Harga jual ribuan triliun

Harga jual TikTok diperkirakan mencapai US$ 100 miliar (Rp 1.621 triliun). Harganya cukup rendah dibandingkan dengan angka penjualan TikTok di AS. Tahun lalu, layanan tersebut menghasilkan US$ 16 miliar (Rp 259 triliun).

Rep. Jamaal Bowman, D-N.Y., bergabung dengan pendukung aplikasi populer, memimpin unjuk rasa untuk membela TikTok di Capitol di Washington, Rabu, 22 Maret 2023. (AP/J. Scott Applewhite)Foto: Rep. Jamaal Bowman, D-N.Y., bergabung dengan pendukung aplikasi populer, memimpin unjuk rasa untuk membela TikTok di Capitol di Washington, Rabu, 22 Maret 2023. (AP/J. Scott Applewhite)
Rep. Jamaal Bowman, D-N.Y., bergabung dengan pendukung aplikasi populer, memimpin unjuk rasa untuk membela TikTok di Capitol di Washington, Rabu, 22 Maret 2023. (AP/J. Scott Applewhite)

Financial Times mengatakan angka pendapatan harusnya memberi nilai untuk perusahaan mencapai US$ 150 miliar (atau lebih dari Rp 2.431 triliun).

Namun diramalkan akan ada banyak masalah yang harus dihadapi rancangan undang-undang tersebut.

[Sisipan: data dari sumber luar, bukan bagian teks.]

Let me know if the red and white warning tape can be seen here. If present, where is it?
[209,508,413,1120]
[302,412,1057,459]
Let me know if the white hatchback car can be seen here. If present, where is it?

Salah satunya, China kemungkinan akan melawan aturan tersebut. Pemerintah Xi Jinping dipastikan akan memblokir kesepakatan apapun yang dibuat AS.

Selain itu, Tiktok juga diramal tak bisa memenuhi tenggat waktu penjualan. "Seperti yang bisa kami katakan dalam bisnis, jumlah hambatan dalam transaksi ini sangat ekstrem," kata mantan mitra merger dan akuisisi di firma hukum Shearman & Sterling Lee Edwards, dikutip dari Washington Post.

"Untuk menyelesaikan kesepakatan sebesar dan kompleksitas ini hanya dalam waktu setengah tahun, termasuk meloloskan tinjauan peraturan apa pun yang mungkin diperlukan di negara-negara di seluruh dunia, akan menjadi hal yang sangat cepat dan agresif," tambahnya.

Namun demikian, melihat potensi dari TikTok banyak pihak yang siap untuk mengakuisisi aplikasi populer itu.

Mantan Menteri Keuangan Steven Mnuchin, mengatakan kepada CNBC Internasional pekan lalu bahwa dia sedang mengumpulkan sekelompok investor yang mau untuk membeli TikTok.

Sementara Bobby Kotick, mantan kepala raksasa video game Activision Blizzard, dan Kevin O'Leary, investor Kanada dari acara TV "Shark Tank," keduanya telah menyatakan minatnya pada kesepakatan TikTok. Namun mereka mungkin tidak mempunyai uang untuk melakukan pengambilalihan secara serius, dan mengumpulkan dana mereka sebagai bagian dari konsorsium investasi akan menimbulkan masalah baru lagi.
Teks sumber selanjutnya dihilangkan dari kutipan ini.